- Active: 1801–1802
- Country: United Kingdom of Great Britain and Ireland Malta Protectorate;
- Branch: British Army
- Type: Militia
- Role: Coastal artillery
- Size: Two companies
- Garrison/HQ: St. Paul's Bay and Marsa Scirocco

Commanders
- Captain: John Vivion

= Maltese Militia Coast Artillery =

The Maltese Militia Coast Artillery was a coastal artillery militia unit in the British Army which existed from 1801 to 1802 in Malta, then a British protectorate.

After the French blockade ended and the British took over Malta in September 1800, many of the British regiments stationed on the island left to fight in the Egyptian Campaign. This led to a shortage of troops on the islands, and since the High Command was unable to send reinforcements. The Commander-in-Chief of British forces in Malta, General Henry Pigot, was allowed to raise a local militia force to supplement the Maltese Light Infantry.
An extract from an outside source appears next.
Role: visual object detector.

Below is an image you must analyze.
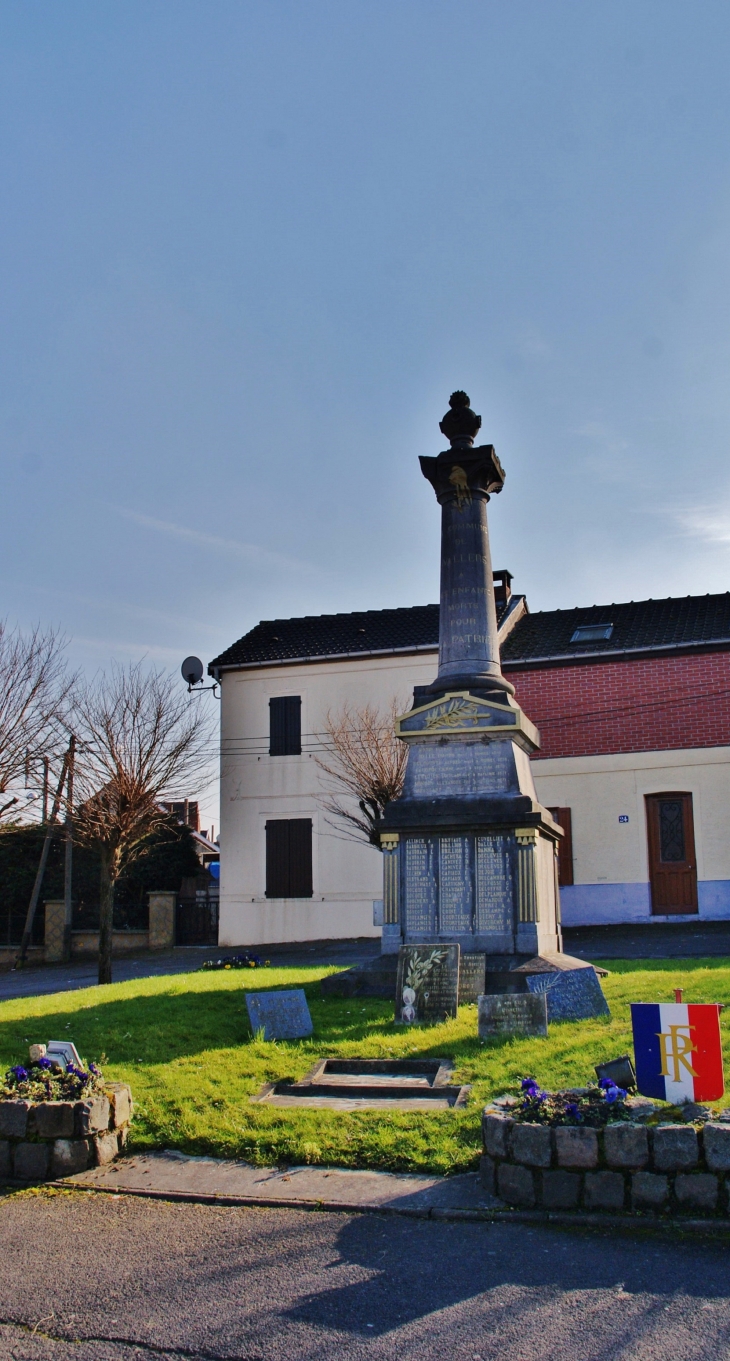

On 1 January 1801, Pigot issued a proclamation calling on men from the former National Congress Battalions to join the Maltese Militia. At the same time, the Maltese Militia Coast Artillery was set up as the coastal artillery portion of the militia, augmenting the Royal Artillery. It consisted of two companies manning the batteries located at St. Paul's Bay and Marsa Scirocco, along with detachments manning the coastal towers. The unit was raised and commanded by Captain John Vivion.

The men wore uniforms consisting of a cotton jacket and trousers, and a leather shako with a blue sash.

In 1802, the Maltese Militia Coast Artillery was disbanded in accordance with the Treaty of Amiens, and its roles were taken over by the Malta Coast Artillery.